In the late 1980s a new wave of refugees arrived from Vietnam under the Humanitarian Operation (HO) program. This program, offered by the United States Government, allowed political prisoners who had been detained for many years in Communist re-education prison camps, to resettle in America with their families. The sisters were there to welcome and serve the families that arrived, helping them to feel at home in a new country where they did not speak the language.
“We used to come and visit them and we would just pick up whatever we had in the house and buy some groceries for them,” Sr. Nguyen remembers. “We felt that we were one with them. We didn’t have much and they didn’t have much.”
In addition to their ministry of service to the parish community, each ICM sister has her own career, serving in a variety of fields from medicine to social work. The careers allow the sisters to bring Christ to the people as well as to be a self-supporting community.

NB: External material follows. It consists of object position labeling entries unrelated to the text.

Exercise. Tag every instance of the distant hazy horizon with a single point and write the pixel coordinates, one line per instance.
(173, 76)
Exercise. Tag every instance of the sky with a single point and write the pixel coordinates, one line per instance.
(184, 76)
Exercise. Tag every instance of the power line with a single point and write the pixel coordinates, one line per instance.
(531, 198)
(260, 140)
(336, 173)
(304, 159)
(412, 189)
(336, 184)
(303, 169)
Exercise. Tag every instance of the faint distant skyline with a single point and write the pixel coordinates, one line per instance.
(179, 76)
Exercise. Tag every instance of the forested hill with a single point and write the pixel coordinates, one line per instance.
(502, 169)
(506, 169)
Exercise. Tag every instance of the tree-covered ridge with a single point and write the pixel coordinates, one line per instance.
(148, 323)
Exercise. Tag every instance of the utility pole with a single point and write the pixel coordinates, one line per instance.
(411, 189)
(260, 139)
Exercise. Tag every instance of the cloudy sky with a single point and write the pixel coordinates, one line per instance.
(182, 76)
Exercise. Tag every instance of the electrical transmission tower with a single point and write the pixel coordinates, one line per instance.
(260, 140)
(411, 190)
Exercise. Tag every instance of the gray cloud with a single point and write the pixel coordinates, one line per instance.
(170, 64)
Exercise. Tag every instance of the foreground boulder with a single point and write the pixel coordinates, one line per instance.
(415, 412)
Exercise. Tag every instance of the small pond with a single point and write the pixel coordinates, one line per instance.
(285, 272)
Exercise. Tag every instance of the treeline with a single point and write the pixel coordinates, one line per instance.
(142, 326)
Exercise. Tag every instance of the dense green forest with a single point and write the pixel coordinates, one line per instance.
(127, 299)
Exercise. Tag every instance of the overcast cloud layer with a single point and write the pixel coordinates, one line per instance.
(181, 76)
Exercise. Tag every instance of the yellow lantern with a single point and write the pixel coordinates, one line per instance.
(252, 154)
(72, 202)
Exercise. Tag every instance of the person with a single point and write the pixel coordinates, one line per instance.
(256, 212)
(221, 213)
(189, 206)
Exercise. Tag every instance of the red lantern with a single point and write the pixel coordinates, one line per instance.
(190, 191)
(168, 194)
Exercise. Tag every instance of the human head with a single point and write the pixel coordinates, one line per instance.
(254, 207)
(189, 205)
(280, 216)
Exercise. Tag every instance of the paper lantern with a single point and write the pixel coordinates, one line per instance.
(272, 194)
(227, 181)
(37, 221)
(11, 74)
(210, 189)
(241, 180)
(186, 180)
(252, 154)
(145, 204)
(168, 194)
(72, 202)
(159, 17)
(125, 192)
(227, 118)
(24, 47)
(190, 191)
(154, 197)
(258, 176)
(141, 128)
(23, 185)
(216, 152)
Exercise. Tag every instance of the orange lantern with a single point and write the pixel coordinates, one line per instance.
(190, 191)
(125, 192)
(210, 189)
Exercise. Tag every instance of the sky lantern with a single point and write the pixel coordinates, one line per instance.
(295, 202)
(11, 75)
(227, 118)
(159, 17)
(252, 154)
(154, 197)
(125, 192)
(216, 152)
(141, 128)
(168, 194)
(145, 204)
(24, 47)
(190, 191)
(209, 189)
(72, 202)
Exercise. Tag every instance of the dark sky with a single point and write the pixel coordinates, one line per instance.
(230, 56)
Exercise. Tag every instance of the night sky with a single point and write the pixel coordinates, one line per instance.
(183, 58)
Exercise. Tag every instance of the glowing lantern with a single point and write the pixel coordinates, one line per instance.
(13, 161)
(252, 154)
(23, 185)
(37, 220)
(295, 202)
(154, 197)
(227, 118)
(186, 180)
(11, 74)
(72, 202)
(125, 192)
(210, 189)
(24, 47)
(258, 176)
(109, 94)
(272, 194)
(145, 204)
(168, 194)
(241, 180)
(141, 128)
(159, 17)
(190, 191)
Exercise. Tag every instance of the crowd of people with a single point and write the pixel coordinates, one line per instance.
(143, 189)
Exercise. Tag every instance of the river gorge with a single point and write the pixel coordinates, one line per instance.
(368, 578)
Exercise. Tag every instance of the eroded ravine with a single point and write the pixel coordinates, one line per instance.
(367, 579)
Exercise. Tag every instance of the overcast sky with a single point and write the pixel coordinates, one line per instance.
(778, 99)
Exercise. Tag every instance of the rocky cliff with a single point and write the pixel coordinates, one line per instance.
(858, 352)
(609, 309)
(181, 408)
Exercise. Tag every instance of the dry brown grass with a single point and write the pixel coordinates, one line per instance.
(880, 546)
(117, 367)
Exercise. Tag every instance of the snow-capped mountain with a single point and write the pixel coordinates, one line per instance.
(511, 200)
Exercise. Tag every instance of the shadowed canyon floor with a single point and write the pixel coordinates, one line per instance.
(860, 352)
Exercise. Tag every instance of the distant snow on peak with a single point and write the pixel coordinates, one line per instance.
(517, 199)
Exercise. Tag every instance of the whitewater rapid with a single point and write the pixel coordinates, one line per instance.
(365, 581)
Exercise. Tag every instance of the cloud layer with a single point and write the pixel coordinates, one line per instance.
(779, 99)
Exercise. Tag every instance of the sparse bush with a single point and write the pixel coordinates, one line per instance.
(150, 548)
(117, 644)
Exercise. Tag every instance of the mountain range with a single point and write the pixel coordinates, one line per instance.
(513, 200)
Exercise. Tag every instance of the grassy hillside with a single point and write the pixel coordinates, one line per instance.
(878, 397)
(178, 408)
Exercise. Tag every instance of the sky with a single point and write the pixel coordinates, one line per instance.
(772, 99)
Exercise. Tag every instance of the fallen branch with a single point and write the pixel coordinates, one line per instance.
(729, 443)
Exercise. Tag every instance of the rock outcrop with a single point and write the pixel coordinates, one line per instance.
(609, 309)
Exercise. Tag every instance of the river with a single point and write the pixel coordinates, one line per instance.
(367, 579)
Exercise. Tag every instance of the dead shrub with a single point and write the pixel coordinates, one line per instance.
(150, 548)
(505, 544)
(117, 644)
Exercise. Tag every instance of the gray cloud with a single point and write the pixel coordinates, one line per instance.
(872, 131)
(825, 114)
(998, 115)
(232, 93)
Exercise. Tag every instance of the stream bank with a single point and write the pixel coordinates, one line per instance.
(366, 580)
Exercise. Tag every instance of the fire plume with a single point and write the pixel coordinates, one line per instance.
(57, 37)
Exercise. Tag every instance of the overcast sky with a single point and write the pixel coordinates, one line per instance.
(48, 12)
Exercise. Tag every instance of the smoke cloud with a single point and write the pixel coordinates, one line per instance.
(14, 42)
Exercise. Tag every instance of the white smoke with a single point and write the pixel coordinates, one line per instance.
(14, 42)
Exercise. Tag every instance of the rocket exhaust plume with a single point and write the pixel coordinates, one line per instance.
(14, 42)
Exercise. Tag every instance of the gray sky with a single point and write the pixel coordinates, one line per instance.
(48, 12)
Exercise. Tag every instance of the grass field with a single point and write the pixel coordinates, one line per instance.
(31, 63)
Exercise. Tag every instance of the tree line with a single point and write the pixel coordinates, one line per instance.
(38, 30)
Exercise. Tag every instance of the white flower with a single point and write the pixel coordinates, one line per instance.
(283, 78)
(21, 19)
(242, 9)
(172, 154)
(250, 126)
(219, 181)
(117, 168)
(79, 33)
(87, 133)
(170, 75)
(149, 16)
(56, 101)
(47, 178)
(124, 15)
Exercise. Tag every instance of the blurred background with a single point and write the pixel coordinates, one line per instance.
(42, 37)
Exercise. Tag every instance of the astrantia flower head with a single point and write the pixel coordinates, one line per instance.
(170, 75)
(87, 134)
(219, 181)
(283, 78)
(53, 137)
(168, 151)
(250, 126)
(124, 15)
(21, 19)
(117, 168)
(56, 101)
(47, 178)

“Our main charism is to imitate Christ who has come into the world and become a man, become just like others except sin. We are called to imitate that,” explains Sr. Nguyen. “To come to the people and work among them, live among them, and be with them first of all and witness to Christ. Working in our jobs is one of the ways to live out our mission because we think that mission work is in not just in Church environments but other environments too.”
During the week Sr. Pham works as a medical secretary. Her work brings her in contact with people every day in great need of help. From setting appointments and helping patients complete paperwork to interacting with her co-workers, she finds opportunities to bring Christ into each moment of the day.
“Some people know I’m a sister and some don’t, but it doesn’t matter,” says Sr. Pham. “It’s a great way to serve. I live my mission in my career and I really like it. I do as much as I can. I bring Christ and help people. When I go to Mass in the morning I say ‘God, please help me to be good and to help people and to do good in my job.’ It’s very simple but I love it.”
On August 15, the Feast of the Assumption of the Blessed Virgin Mary, the sisters will celebrate twenty-five years of service in the Diocese of Orlando. From their humble beginnings in the two bedroom house they have seen the Vietnamese community grow from having one Vietnamese Mass a month to having their own parish, St. Philip Phan Van Minh, with three Masses each week. Between their early work with the Vietnamese refugees, their ongoing ministry at the parish, and the presence of Christ they bring to their workplaces, the sister have touched countless lives in their time here.
“We feel so good,” says Sr. Nguyen. “We feel that without the Lord we would not be here, without the Lord blessing us and staying with us.”